En fait elle s’appelle Delphine, la vingtaine blonde coiffée d’un borsalino en paille noire. Elle a peur de rien, Delphine, labourant sur la terre révoltée de ses ancêtres. Oh putain (on est dans le midi !) ça repart : « Highway to hell… Highway to hell » et puis  » J’ai vu le sang, sur ma peau, j’ai vu la fureur et les cris » (ah, Murielle !) même en français ça déchire ce soir…

Non ? Si, elle le fait , annoncée comme la chanson que personne ne connaît « I can’t get no-o, sa-tis-fac-tion, i can’t… ». La Gibson feule sous les platanes, Patou à la basse fait vibrer la bière dans les verres… Houlà! une personne devant moi a failli chuter, faut dire qu’à son âge, se déhancher comme ça c’est dangereux.
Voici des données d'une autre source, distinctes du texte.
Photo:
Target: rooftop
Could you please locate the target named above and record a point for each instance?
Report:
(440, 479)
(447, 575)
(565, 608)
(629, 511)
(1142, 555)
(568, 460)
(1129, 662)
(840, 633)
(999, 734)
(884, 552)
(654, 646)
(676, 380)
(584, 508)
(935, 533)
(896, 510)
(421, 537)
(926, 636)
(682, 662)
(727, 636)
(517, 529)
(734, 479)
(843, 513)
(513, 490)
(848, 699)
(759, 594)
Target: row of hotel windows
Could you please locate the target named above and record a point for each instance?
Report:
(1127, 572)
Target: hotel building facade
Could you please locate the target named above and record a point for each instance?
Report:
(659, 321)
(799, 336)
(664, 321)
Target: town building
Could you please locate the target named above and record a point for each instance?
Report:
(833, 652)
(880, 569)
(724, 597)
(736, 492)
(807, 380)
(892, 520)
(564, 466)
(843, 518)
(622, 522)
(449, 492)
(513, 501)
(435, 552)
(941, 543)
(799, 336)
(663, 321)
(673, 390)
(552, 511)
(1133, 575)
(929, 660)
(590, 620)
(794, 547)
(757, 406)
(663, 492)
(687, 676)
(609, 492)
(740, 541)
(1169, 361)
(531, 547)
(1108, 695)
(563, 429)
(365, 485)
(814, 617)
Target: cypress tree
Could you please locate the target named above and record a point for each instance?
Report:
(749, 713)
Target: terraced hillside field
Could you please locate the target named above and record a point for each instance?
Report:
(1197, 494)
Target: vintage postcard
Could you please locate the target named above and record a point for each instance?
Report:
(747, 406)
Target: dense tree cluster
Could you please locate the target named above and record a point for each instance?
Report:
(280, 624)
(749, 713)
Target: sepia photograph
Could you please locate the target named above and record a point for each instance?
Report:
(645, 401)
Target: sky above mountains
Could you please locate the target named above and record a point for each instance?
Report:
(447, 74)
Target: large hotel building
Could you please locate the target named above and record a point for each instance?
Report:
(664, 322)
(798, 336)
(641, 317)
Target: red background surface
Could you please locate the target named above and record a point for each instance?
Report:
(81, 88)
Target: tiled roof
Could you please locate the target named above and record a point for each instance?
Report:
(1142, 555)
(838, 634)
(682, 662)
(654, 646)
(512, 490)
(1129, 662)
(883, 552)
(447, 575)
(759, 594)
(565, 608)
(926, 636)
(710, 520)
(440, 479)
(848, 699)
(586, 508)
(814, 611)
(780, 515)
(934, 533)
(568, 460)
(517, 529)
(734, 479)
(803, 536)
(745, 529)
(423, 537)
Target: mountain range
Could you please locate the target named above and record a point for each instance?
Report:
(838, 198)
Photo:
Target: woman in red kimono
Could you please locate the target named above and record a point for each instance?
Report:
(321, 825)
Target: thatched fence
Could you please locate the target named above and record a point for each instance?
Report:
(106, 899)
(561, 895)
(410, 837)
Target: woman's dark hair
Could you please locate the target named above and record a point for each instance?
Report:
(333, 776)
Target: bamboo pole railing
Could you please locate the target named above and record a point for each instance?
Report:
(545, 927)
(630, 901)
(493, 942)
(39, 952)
Pourtant ils sont tout un groupe d’ arthrosés là, devant la scène, qui chaloupent en saccades. Coup d’œil circulaire et coup dur cervical, avec mes 54 ans je me retrouve dans la moyenne !

C’est minuit, l’heure légale, un p’tit dernier pour dire c’est pas fini : « Knock, Knock, Knockin’ on heaven’s door » des Bob N’ Guns… Puis la foule aux yeux de vingt ans s’ éparpillent gentiment sous le regard repu de celle qui les a aujourd’hui. Elle a pris de notre héritage ce qu’il y en a de meilleur : la musique. Elle s’autorise tout juste un petit rappel solidaire sur le sort/statut des intermittents du spectacle . Pour le reste, de toute façon elle n’aurait rien dit ; ce soir c’est la fête on se vide la tête et puis les têtes blanches sont déjà ailleurs. C’est demain. La vie ordinaire reprend son chemin.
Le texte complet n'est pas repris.